The UK automaker on Wednesday forecast wholesale volumes of about 7,000 units for 2023, slightly below average market expectations of 7,134, but its outlook for an adjusted core profit margin of about 20 percent was ahead of analysts’ average view.
The company sees deliveries taking off in the second half, when revamped models including new iterations of the Vantage, DB11 and DBS sports cars are expected to hit showrooms.
Revenue grew 26 percent to 1.38 billion pounds ($1.67 billion) last year, chiefly because of higher prices, the automaker said on Wednesday. Its core average selling price in 2022 rose 18 percent to 177,000 pounds.
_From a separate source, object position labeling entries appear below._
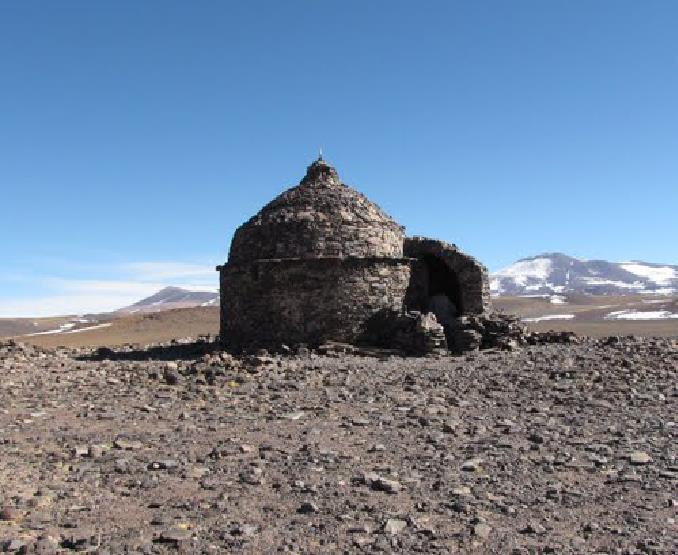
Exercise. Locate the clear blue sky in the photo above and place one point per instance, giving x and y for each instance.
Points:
(136, 135)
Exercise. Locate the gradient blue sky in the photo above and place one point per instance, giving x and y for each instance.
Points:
(136, 135)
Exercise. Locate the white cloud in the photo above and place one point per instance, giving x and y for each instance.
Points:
(169, 270)
(57, 296)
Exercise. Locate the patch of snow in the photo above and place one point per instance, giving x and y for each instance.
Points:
(621, 284)
(521, 271)
(98, 326)
(661, 275)
(550, 317)
(641, 315)
(660, 291)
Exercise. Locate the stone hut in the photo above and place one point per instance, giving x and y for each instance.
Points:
(323, 263)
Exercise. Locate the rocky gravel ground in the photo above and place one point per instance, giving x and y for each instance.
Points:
(562, 448)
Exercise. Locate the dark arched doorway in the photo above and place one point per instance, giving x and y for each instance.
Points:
(434, 287)
(443, 295)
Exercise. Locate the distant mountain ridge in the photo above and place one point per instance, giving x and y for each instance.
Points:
(172, 297)
(557, 273)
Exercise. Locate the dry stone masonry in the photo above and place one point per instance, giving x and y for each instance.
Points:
(323, 263)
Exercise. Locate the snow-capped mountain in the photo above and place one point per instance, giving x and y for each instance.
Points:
(555, 273)
(173, 297)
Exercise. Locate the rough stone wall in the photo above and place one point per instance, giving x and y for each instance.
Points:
(473, 282)
(267, 303)
(321, 217)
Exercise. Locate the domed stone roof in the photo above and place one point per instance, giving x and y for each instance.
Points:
(321, 217)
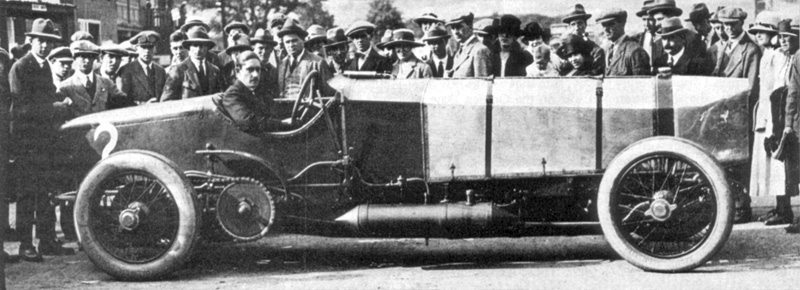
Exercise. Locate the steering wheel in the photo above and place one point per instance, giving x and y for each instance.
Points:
(308, 97)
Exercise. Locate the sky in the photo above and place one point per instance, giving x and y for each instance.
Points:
(347, 11)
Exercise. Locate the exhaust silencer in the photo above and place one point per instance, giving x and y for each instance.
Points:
(446, 220)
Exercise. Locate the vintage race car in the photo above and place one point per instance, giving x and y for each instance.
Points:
(646, 160)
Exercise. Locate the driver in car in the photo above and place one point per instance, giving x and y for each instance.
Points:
(246, 100)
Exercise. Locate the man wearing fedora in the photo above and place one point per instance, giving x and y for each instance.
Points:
(624, 57)
(366, 57)
(299, 63)
(511, 60)
(37, 109)
(438, 59)
(60, 64)
(682, 56)
(89, 92)
(472, 59)
(195, 76)
(407, 65)
(143, 80)
(576, 19)
(336, 49)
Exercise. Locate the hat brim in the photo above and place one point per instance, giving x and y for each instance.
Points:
(571, 18)
(55, 37)
(207, 42)
(395, 43)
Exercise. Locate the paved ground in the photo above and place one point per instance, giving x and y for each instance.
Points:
(755, 257)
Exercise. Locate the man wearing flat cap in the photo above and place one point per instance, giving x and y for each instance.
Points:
(110, 59)
(366, 57)
(472, 59)
(195, 76)
(299, 63)
(576, 19)
(681, 55)
(61, 64)
(143, 80)
(89, 92)
(439, 59)
(336, 50)
(624, 57)
(37, 110)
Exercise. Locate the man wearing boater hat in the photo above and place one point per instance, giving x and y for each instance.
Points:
(195, 76)
(36, 111)
(576, 19)
(624, 57)
(472, 59)
(366, 58)
(143, 80)
(681, 55)
(439, 59)
(299, 63)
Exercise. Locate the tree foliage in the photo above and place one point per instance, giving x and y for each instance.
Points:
(384, 15)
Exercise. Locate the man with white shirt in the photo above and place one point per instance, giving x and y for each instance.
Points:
(195, 76)
(366, 57)
(142, 80)
(682, 57)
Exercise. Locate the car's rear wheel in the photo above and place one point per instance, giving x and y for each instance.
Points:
(664, 205)
(136, 216)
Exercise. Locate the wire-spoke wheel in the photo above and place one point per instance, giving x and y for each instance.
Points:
(136, 216)
(665, 205)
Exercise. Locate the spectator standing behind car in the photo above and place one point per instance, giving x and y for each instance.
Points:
(511, 60)
(407, 66)
(472, 59)
(439, 59)
(624, 57)
(299, 63)
(366, 57)
(680, 56)
(142, 80)
(36, 111)
(195, 76)
(576, 19)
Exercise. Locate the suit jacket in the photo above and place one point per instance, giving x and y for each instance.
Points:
(627, 58)
(516, 63)
(695, 61)
(289, 81)
(250, 111)
(374, 62)
(447, 65)
(183, 82)
(475, 60)
(132, 80)
(418, 70)
(743, 61)
(106, 97)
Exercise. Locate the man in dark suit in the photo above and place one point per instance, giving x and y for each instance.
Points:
(143, 80)
(473, 59)
(439, 60)
(624, 57)
(367, 58)
(299, 63)
(681, 56)
(36, 109)
(195, 76)
(245, 100)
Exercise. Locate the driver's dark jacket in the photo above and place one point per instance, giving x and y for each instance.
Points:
(251, 111)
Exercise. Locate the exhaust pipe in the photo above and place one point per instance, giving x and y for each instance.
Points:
(446, 220)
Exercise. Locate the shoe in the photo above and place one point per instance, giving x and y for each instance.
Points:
(54, 248)
(10, 259)
(780, 219)
(30, 254)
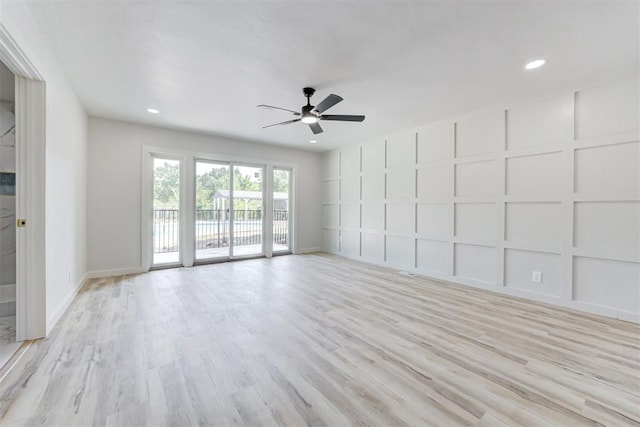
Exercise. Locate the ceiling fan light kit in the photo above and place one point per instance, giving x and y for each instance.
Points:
(310, 114)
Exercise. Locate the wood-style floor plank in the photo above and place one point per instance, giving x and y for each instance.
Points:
(322, 341)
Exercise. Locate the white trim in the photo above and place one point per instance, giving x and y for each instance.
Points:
(308, 250)
(62, 308)
(13, 57)
(99, 274)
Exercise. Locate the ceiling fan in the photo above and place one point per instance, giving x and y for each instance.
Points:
(311, 114)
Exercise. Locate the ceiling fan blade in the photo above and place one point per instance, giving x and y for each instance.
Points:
(271, 107)
(315, 128)
(327, 103)
(281, 123)
(342, 118)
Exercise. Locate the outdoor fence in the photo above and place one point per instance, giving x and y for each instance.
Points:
(213, 228)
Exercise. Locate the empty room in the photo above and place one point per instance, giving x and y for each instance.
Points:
(327, 213)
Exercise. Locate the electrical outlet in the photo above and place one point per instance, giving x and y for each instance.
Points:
(536, 276)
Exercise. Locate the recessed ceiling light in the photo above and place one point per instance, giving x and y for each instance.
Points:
(535, 64)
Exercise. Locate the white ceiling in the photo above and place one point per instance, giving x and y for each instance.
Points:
(207, 64)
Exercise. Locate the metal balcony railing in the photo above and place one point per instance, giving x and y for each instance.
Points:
(212, 228)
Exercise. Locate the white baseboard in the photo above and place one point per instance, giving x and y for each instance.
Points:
(115, 272)
(62, 308)
(307, 250)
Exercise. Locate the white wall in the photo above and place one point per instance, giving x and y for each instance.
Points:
(114, 179)
(488, 198)
(66, 159)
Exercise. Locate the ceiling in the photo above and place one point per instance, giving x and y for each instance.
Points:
(207, 64)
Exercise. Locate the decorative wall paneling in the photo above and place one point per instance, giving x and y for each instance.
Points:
(489, 198)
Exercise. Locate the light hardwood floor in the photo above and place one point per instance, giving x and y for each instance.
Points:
(320, 340)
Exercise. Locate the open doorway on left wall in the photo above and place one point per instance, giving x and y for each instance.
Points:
(8, 344)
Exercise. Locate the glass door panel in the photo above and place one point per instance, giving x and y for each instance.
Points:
(281, 225)
(212, 212)
(247, 209)
(166, 211)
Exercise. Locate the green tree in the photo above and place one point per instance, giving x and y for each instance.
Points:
(166, 180)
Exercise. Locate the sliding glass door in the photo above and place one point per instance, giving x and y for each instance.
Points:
(166, 211)
(212, 211)
(208, 210)
(248, 206)
(229, 206)
(281, 210)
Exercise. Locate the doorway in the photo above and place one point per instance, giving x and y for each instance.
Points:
(8, 272)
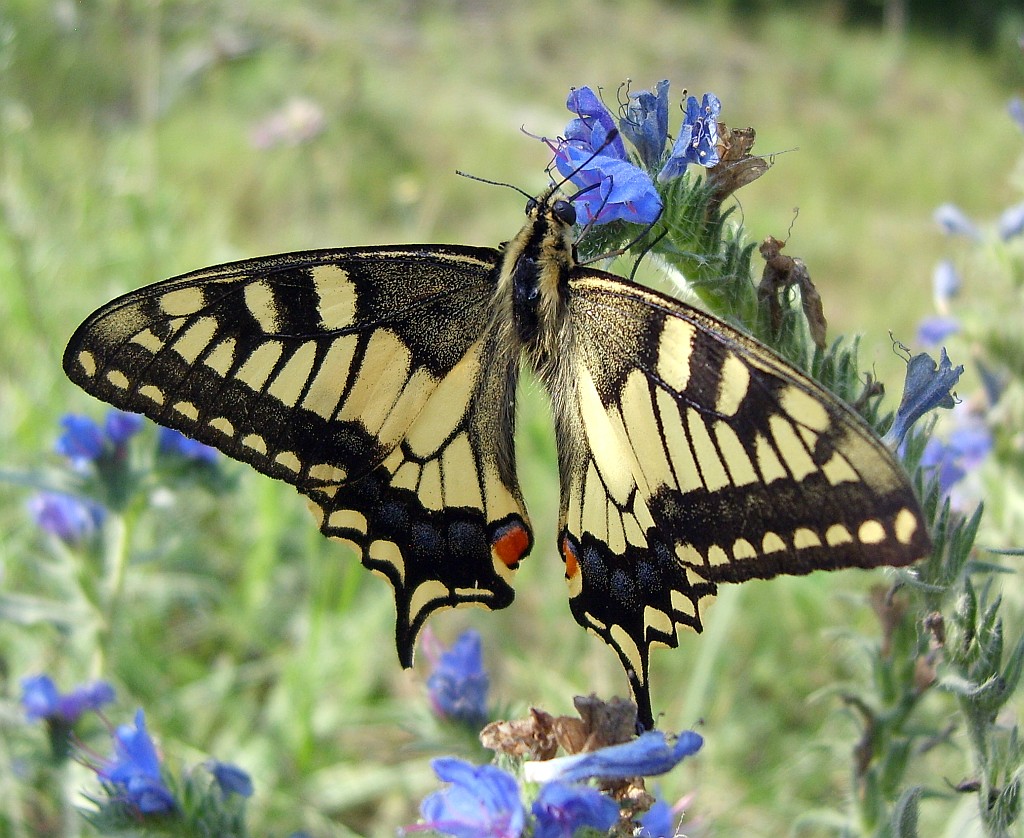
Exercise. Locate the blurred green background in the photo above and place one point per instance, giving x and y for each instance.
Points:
(143, 138)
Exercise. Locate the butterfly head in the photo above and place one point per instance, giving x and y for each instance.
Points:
(553, 207)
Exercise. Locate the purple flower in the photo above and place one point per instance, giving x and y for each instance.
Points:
(70, 518)
(965, 451)
(953, 221)
(458, 684)
(594, 128)
(657, 822)
(926, 388)
(593, 157)
(42, 700)
(933, 331)
(697, 140)
(1012, 222)
(648, 754)
(561, 808)
(177, 445)
(82, 441)
(135, 769)
(645, 123)
(609, 189)
(230, 779)
(121, 426)
(481, 802)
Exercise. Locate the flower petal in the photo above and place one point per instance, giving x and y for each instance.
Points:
(648, 754)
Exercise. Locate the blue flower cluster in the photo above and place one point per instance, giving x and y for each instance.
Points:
(458, 683)
(42, 700)
(89, 449)
(616, 184)
(134, 773)
(485, 800)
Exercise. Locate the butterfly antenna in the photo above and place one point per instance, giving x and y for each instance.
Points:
(493, 182)
(612, 135)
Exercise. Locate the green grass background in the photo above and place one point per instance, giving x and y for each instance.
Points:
(260, 642)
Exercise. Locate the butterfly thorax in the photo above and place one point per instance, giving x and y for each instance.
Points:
(535, 277)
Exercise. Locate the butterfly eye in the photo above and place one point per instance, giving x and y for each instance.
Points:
(564, 212)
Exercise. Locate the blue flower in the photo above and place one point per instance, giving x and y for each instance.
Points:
(135, 769)
(82, 442)
(645, 123)
(561, 808)
(927, 387)
(70, 518)
(609, 189)
(481, 802)
(42, 700)
(230, 779)
(657, 822)
(176, 444)
(1012, 222)
(648, 754)
(933, 331)
(458, 684)
(593, 157)
(594, 128)
(965, 451)
(697, 140)
(121, 426)
(953, 221)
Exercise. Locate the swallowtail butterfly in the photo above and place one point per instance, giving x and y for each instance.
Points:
(381, 382)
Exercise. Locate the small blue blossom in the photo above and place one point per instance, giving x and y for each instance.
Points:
(561, 808)
(927, 387)
(121, 426)
(697, 140)
(82, 441)
(135, 769)
(594, 158)
(176, 444)
(1012, 222)
(70, 518)
(933, 331)
(42, 700)
(230, 779)
(481, 802)
(594, 128)
(610, 189)
(966, 450)
(945, 284)
(645, 123)
(648, 754)
(458, 684)
(953, 221)
(657, 822)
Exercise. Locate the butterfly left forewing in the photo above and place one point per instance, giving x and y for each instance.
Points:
(707, 459)
(370, 378)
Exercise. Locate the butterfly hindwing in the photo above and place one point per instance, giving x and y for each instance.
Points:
(369, 378)
(707, 460)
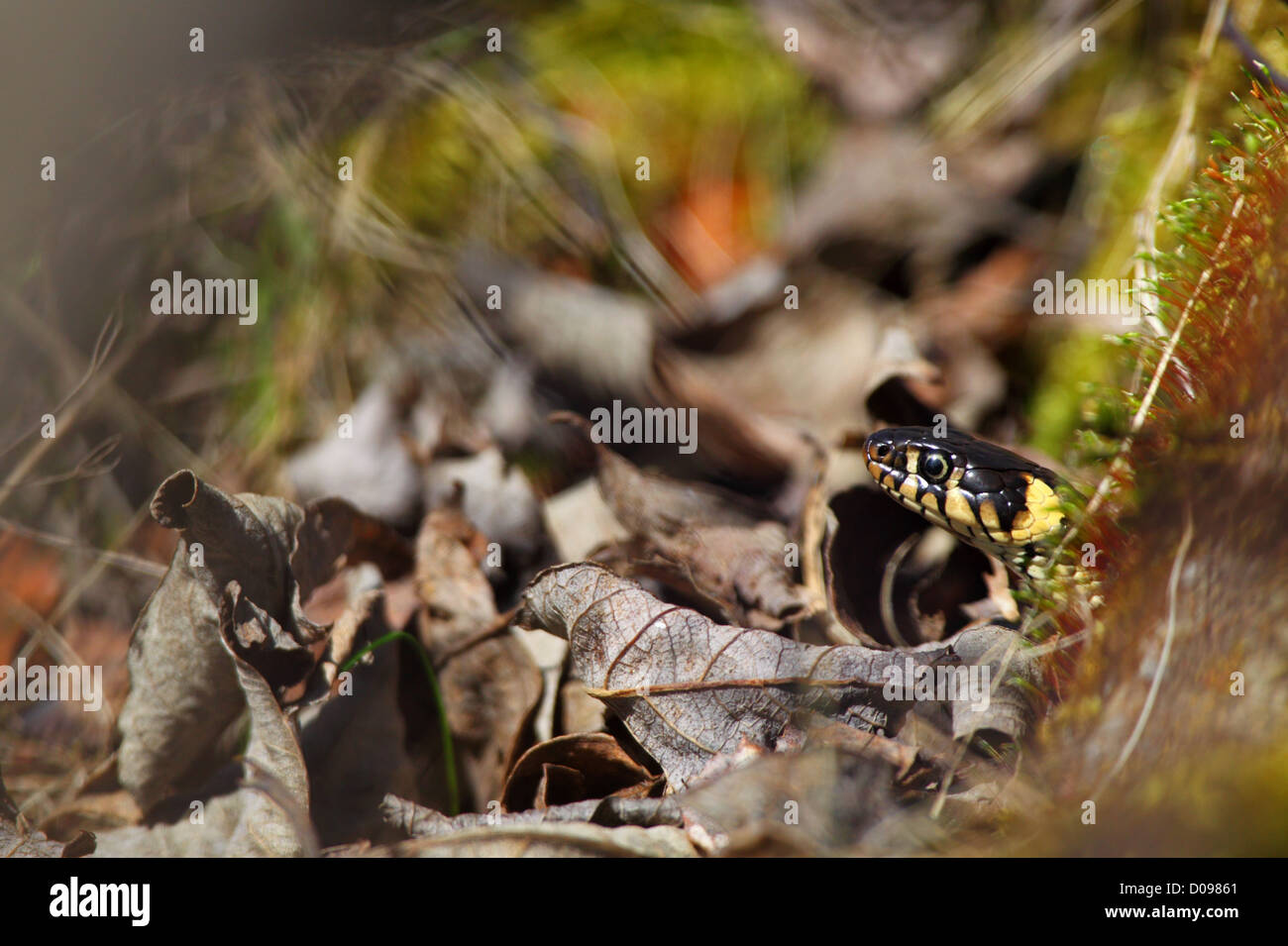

The company reported a bigger adjusted operating loss of 118 million pounds for the year ended Dec. 31, compared with a loss of 74.3 million pounds for the same period a year earlier, because of supply chain snarls that delayed deliveries of its cars.
But that loss came in better than analysts’ average expectations of an adjusted operating loss of 135 million pounds for 2022, according to a company-compiled consensus.
The automaker has struggled with supply chain issues and higher costs. Last year, it hired former Ferrari boss Amedeo Felisa as its new CEO in a bid to emulate the Italian automaker’s success.
Aston Martin is seeking to become sustainably free cash flow positive from 2024, helped by a capital raising last year, through which Saudi Arabia’s Public Investment Fund (PIF) became its second-largest shareholder.
Aston’s fourth-quarter results “beat on volumes and revenues,” Bernstein analysts led by Daniel Roeska said in a note. “The company looks more in control of its destiny today than in a long time.”
Analysts have in the past said Aston’s lack of scale and precarious cash balance made the carmaker vulnerable as it struggled to deliver the Valkyrie supercar on time.
On Wednesday, Aston said it expects 2023 to be the final year of significant capital investments on combustion-engine technology as it pivots to battery-powered cars.
Shifting to EVs will require a sound battery strategy, especially given that the UK still lacks the cell-making capability critical to manufacturers buliding electric models in volume.
Britain’s shrinking car manufacturing base — production has slumped to the lowest in 66 years — is cutting against the business case for battery suppliers to set up factories.